Kafka Interview — Broker Failure and Leader Election

Broker Failure & Leader Election

One of your 5 Kafka brokers dies (broker 2). It hosted the leader for 3 partitions. Walk through exactly what happens in the next 30 seconds and what your producers/consumers see.

Timeline of broker 2 failure: T=0: Broker 2 crashes. Producers and consumers connected to broker 2 get connection timeout. They reconnect to other brokers. T=0-3s: Controller (usually broker 0) detects broker 2 is dead (no heartbeat for 6s by default). T=3-6s: Controller triggers leader election for 3 partitions. For each partition: selects new leader from ISR (excluding dead broker 2). T=6-9s: New leaders commit state change to __cluster_metadata topic (Kafka 3.0+) or send LeaderAndISR request to all brokers. T=9-12s: Brokers update metadata. Producers refresh metadata and resend buffered messages to new leader. T=12-30s: Messages replicate to followers. Consumers: if consuming from broker 2's partitions, they get NotLeaderException. Consumer refreshes metadata and reconnects to new leader. Lag increases during this window (messages queue while rebalancing). Producers: buffered messages timeout if election takes >30s (default request timeout).
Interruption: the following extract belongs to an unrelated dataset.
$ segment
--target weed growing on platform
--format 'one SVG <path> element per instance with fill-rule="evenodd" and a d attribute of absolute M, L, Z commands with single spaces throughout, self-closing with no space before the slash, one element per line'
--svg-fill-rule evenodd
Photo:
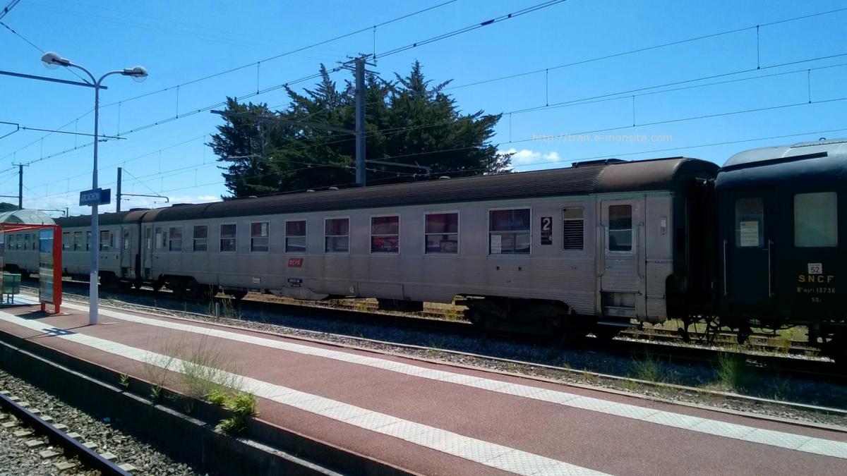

Run kafka-topics --describe --bootstrap-server localhost:9092 to see leadership changes. Check controller logs: grep "Leader Election" /var/log/kafka/*.log. Monitor JMX: kafka.controller:type=KafkaController,name=UncleanLeaderElectionsPerSec—if >0, ISR was empty and unclean election happened (data loss risk).

Follow-up: If broker 2 was the controller, does election time double?

You have ISR=[0,1,2] for a critical partition. Broker 0 dies unexpectedly. ISR shrinks immediately to [1,2]. But broker 1's disk is 90% full and is lagging. Can broker 1 become the new leader?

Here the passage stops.